Hace mucho tiempo, cuando Ryan estaba
en ese parón crítico desde sus últimos títulos de los ochenta hasta la
reaparición como secundario, ya mediada la década siguiente, mis hermanos y yo
zascandileábamos entre Madrid y Zaragoza, motivados por la belleza y simpatía
de tres amigas mañas que merecerían película independiente.
En aquel entonces, los títulos mayores de Ryan formaban parte del pasado, porque cuando tienes poco más de veinte años, todo lo que se remonte a quince o veinte atrás es casi arqueología.
Arqueología eran así, que Ryan me
perdone, el exitoso y lacrimógeno pastel de Love Story, que lo
convirtió en estrella; la estupenda Dos hombres contra el Oeste,
del gran Blake Edwards; la descacharrante ¿Qué me pasa, doctor?,
en la que Peter Bogdanovich reinventaba nada menos que La fiera de
mi niña; el ejercicio cool de El ladrón que vino a cenar
(mi favorita de las suyas, quizá por la presencia de Jacqueline Bisset);
tres obras maestras seguidas como son Luna de papel (de
Bogdanovich), Barry Lyndon (de Kubrick) y Nickeodeon
(otra vez Bogdanovich).

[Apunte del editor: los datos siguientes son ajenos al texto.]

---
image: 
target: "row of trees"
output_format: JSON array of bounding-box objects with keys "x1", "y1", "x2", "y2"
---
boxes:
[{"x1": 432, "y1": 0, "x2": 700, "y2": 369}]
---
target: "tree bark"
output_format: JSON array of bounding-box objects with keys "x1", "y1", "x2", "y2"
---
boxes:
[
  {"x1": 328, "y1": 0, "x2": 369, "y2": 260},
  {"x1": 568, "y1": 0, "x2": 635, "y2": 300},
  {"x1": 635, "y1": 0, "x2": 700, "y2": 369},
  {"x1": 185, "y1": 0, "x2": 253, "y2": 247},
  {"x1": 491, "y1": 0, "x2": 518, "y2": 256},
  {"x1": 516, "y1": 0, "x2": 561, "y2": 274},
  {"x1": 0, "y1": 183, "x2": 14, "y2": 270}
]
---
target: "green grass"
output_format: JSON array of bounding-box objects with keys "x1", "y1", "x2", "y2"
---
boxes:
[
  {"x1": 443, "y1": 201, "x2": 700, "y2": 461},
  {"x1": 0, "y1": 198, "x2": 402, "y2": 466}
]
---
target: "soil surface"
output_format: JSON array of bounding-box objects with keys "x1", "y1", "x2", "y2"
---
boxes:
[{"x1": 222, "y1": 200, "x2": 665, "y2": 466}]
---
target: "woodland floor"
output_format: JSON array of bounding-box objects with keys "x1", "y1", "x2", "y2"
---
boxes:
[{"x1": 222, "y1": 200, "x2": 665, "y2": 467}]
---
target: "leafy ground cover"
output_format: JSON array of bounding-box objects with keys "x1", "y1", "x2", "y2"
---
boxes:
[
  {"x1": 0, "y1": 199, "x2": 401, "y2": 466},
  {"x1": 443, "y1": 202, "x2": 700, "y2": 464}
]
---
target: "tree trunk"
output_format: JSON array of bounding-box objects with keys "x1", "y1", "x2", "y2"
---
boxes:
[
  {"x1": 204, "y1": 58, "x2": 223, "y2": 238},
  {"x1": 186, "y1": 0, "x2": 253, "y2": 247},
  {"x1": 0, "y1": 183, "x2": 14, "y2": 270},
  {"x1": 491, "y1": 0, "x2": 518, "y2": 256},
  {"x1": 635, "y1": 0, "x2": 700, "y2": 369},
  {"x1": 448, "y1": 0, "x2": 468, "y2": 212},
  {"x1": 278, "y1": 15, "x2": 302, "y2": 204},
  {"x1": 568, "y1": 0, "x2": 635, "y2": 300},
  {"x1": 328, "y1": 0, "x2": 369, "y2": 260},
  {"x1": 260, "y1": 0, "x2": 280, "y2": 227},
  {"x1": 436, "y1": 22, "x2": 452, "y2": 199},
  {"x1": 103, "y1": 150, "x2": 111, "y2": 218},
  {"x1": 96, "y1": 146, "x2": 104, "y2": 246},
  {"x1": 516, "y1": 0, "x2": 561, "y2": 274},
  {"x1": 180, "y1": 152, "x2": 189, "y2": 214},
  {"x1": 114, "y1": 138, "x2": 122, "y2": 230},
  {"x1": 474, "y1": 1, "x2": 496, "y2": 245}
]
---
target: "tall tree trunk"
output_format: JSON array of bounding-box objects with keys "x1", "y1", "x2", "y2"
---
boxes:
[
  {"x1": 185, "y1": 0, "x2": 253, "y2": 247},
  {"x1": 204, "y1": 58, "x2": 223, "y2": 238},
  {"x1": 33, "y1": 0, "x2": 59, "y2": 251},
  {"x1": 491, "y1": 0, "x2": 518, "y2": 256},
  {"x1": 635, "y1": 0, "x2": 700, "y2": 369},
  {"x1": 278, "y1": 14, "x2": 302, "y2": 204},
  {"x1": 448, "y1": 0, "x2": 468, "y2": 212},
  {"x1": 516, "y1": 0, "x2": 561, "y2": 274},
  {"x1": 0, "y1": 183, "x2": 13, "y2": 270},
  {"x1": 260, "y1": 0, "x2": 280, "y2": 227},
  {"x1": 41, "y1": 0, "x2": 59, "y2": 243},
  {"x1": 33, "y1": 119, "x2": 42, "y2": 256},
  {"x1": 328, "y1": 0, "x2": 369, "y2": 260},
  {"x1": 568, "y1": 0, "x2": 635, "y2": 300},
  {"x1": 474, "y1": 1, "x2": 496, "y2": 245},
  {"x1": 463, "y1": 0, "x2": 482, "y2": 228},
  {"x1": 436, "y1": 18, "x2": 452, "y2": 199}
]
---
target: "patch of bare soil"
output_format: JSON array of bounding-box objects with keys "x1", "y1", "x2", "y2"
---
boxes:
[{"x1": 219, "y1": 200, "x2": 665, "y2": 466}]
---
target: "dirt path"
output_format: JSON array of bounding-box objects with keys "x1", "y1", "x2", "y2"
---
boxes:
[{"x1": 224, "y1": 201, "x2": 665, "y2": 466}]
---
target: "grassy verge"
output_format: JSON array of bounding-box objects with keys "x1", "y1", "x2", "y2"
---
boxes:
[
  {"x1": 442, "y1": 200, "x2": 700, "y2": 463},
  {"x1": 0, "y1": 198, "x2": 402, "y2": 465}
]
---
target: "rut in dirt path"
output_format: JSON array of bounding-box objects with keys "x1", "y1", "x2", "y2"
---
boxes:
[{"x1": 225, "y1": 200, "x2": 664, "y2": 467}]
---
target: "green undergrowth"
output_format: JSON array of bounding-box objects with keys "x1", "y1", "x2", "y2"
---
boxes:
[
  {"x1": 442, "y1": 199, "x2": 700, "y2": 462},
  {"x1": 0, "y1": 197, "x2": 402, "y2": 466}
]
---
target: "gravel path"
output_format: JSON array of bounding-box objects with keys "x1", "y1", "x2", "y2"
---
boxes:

Todo eso en apenas seis vertiginosos años, allá por los
70 del siglo pasado.
Luego Ryan protagonizó otras películas, pero el cine que terminaba esa década y emprendía la de los 80 se reinventaba para nuevos y muy juveniles públicos, él no estaba en los repartos que conectaban y la estrella de O´Neal comenzó a apagarse. Se consoló convirtiéndose en el “compañero sentimental” de Farrah Fawcett, no era mal consuelo.
En fin, que para aquella velada
en Zaragoza, a principios de los noventa, reconocerle en una película tenía
cierto mérito. Más aún con una cogorza mínimamente encubierta durante la cena
que nos ofrecieron los padres de dos de nuestras amigas mañas. En la sobremesa,
me aferré como pude a la película que ponían en la tele, mientras la madre me
contaba sobre las chicas cosas muy variadas que naturalmente no recuerdo.
En la tele ponían una de las suyas, creo que una de las últimas interpretaciones significadas que hizo, la de Los hombres duros no bailan. La película era de la Cannon, la dirección del escritor de la novela (otro error, por muy Norman Mailer que seas), la Rossellini estaba demasiado joven y en fin, Ryan sufría ya unas ojeras profundas bajo una mirada amarga. Su deliciosa ingenuidad expresiva había desaparecido.
Pero lo reconocí. Me dio tanta
alegría que lo dije en voz alta interrumpiendo la perorata de nuestra
anfitriona:
“¡Es Ryan O´Neal!”
La señora de la casa, que era una
auténtica señora, no me estrelló la tele en la cabeza, simplemente se levantó y
fue animando al resto a que saliésemos a dar otra vuelta por la plaza del Pilar y el parque del Batallador.
Hace tanto tiempo que no voy a
Zaragoza como el que llevo sin ver una peli de O ´Neal. Hasta he llegado tarde
a su entierro. Adiós, ladrón ajedrecista.